Unfortunately the brief statement issued by Microsoft does not reveal an awful lot of detail about the type of patents included in the agreement or how they would be put to use, but simply says that the two companies have "broadened their strategic alliance with the announcement of a broad patent cross-licensing" and that "with this agreement, Microsoft and Canon gain licenses to each other’s highly valued and growing patent portfolios."
However, the text also goes on to say that the "agreement covers a broad range of products and services each company offers, including certain digital imaging and mobile consumer products." In practice this could mean that Canon imaging technology will be used in future Lumia smartphones made by Nokia, the device division of which is now owned by Microsoft. On the other hand Canon cameras could benefit from some of Microsoft's and Nokia's mobile and wireless knowledge.
Without any detailed knowledge of the deal it looks as if it could be beneficial to both companies. With the Nokia 808 and Lumia 1020, 930 and 1520 Microsoft and Nokia have already designed and marketed some of the best smartphone cameras money can buy, and with Canon's help could strengthen their position further.
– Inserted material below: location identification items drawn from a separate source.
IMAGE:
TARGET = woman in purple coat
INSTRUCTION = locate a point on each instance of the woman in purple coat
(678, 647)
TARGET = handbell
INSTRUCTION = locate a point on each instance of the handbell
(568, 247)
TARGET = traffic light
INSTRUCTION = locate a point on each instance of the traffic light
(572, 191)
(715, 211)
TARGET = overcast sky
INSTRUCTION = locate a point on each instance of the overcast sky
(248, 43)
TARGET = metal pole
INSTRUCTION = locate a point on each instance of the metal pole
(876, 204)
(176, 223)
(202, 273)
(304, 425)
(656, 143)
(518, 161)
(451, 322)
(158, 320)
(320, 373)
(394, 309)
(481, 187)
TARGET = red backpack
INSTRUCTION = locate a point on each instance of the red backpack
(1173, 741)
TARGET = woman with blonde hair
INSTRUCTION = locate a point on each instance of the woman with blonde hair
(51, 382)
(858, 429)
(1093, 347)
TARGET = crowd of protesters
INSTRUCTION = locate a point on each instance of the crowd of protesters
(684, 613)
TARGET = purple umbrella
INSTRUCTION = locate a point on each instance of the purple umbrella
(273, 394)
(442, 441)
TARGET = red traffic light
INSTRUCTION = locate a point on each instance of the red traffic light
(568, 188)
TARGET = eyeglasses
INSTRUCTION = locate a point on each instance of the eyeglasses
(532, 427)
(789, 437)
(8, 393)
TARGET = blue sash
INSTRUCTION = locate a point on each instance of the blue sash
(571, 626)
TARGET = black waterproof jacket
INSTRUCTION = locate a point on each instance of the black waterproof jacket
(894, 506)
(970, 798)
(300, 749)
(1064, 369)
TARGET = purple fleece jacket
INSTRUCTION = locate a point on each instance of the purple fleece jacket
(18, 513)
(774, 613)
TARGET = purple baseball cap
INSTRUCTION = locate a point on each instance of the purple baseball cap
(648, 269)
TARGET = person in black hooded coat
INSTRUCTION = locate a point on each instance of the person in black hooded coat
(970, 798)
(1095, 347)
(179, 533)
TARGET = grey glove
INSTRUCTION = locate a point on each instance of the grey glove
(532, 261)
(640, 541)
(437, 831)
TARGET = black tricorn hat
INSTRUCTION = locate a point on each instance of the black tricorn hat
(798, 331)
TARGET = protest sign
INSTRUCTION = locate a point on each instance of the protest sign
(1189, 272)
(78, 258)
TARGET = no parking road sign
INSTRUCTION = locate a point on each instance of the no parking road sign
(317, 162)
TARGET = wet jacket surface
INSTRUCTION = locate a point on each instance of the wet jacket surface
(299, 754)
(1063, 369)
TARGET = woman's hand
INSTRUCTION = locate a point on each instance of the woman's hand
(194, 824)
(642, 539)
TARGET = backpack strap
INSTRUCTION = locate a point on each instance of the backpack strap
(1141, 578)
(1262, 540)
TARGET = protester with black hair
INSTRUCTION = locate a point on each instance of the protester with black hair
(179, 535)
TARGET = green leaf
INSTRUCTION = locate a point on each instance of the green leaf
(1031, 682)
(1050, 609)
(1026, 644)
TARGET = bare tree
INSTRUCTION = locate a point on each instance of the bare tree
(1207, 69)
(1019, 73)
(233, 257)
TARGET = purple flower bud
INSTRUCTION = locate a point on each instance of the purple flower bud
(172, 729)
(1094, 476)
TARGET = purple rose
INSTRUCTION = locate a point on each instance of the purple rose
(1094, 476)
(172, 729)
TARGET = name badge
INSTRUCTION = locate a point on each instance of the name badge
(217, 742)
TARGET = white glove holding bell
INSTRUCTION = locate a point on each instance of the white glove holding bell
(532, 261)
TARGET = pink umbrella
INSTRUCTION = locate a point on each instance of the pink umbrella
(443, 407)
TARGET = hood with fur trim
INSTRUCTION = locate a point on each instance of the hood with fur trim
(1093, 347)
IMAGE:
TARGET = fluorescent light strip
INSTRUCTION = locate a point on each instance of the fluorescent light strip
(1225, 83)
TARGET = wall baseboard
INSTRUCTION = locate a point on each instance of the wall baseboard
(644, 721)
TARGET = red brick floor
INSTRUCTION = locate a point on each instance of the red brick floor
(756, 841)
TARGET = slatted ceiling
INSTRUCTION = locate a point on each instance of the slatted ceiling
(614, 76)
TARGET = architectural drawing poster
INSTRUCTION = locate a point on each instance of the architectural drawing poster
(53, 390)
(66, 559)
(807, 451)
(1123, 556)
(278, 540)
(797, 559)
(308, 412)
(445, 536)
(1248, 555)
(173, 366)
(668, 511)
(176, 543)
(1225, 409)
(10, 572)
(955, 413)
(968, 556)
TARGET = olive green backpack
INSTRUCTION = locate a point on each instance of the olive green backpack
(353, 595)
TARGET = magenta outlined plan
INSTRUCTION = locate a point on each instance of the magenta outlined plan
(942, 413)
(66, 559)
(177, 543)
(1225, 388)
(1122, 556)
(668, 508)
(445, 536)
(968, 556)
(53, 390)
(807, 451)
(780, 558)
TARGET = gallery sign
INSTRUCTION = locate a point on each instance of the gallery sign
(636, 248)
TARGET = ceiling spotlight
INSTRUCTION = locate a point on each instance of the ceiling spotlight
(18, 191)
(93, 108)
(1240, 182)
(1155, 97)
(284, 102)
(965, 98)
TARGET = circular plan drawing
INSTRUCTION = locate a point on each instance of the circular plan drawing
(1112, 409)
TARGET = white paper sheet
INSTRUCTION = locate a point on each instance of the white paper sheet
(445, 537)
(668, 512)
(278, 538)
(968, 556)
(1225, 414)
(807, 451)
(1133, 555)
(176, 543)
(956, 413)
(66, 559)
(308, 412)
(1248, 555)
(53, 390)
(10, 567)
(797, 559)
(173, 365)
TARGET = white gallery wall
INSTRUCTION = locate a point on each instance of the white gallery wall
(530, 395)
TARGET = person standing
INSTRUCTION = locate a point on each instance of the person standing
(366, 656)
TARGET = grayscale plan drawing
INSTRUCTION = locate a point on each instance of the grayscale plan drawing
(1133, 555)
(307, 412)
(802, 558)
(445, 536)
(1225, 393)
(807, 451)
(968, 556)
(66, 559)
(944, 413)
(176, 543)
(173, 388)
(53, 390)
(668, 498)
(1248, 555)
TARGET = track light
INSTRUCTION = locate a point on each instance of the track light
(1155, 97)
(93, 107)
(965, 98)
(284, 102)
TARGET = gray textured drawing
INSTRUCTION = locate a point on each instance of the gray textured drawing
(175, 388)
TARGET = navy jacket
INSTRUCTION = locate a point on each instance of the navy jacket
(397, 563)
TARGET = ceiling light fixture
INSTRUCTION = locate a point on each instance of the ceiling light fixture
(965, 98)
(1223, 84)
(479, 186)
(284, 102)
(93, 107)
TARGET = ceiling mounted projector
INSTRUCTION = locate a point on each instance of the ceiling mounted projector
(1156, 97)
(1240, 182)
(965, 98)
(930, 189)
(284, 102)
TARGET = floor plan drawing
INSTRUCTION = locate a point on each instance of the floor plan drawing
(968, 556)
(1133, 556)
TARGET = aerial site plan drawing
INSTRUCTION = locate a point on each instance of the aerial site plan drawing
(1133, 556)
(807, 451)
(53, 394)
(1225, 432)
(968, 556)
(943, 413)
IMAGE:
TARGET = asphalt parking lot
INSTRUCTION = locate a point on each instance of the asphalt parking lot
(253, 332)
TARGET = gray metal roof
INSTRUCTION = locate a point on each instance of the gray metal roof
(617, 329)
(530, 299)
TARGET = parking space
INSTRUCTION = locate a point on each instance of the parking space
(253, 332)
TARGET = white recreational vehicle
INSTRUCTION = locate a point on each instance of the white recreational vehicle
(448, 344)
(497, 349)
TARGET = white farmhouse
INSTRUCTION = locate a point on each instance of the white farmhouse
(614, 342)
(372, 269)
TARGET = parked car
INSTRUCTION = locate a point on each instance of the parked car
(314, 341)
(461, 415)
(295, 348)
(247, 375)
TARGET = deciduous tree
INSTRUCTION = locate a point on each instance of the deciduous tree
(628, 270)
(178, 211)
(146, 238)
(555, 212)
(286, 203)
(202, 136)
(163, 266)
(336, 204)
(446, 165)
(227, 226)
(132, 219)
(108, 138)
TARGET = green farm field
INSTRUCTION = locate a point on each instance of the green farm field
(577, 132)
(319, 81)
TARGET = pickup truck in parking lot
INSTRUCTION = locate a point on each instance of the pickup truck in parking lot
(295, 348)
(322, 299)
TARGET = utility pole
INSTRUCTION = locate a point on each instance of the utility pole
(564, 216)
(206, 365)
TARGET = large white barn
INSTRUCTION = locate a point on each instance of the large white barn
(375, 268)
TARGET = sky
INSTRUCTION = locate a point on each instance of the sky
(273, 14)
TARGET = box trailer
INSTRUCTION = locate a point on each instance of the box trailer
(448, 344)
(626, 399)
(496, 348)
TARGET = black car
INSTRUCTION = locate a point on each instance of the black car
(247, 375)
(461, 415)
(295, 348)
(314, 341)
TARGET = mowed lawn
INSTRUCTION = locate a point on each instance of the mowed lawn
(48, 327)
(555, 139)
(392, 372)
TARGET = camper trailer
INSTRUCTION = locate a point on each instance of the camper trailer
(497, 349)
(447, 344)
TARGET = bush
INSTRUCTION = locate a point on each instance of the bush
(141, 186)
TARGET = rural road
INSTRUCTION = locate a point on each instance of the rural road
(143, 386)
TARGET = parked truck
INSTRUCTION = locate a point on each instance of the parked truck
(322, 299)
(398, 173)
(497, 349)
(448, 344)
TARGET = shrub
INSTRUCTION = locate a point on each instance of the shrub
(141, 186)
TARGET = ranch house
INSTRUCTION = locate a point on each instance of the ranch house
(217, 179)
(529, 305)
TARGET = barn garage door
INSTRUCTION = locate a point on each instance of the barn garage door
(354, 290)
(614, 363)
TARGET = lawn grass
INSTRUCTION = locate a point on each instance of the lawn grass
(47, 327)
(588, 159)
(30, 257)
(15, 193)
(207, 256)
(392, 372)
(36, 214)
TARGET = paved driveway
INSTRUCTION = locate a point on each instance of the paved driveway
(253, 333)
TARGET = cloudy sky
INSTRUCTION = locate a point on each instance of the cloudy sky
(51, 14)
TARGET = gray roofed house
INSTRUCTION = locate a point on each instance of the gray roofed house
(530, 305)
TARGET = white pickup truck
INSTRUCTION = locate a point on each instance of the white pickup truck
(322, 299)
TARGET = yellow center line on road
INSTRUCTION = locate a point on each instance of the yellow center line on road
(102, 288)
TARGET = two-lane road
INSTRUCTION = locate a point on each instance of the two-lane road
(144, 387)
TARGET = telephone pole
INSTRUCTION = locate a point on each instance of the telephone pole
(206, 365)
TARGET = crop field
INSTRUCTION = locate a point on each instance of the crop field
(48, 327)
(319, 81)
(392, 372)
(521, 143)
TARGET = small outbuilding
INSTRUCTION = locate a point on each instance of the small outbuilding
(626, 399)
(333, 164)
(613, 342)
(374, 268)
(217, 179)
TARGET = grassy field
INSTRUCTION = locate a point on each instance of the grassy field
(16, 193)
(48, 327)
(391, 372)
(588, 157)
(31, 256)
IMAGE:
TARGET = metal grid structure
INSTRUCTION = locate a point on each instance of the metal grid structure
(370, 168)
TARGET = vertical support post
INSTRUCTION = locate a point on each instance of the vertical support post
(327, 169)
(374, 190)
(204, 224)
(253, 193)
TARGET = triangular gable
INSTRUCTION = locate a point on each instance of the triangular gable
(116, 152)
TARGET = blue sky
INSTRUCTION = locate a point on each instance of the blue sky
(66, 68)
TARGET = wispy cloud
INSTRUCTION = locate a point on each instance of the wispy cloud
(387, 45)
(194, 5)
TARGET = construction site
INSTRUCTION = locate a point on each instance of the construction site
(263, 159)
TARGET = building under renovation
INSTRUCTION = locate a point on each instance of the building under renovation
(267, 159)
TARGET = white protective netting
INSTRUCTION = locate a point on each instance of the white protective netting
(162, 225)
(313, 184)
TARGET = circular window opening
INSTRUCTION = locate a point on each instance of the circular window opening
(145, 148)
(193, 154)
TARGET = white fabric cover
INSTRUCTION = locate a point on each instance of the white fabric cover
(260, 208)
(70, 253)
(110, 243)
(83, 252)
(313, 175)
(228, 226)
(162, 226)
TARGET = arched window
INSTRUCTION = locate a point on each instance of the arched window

At the same time Canon is lagging behind Samsung and even eternal rival Nikon in the connected camera game and its Wi-Fi enabled cameras, such as the "Facebook-ready" Powershot N1 and Powershot N100, struggle to find a larger audience. A little help from a mobile device manufacturer could be exactly what's needed to get the company ready for the connected age. That said, with the two parties not releasing any detailed information about the agreement at this point all of the above remains speculation. We'll have to wait for future camera and device releases to see what Microsoft and Canon joining forces actually means on a product level.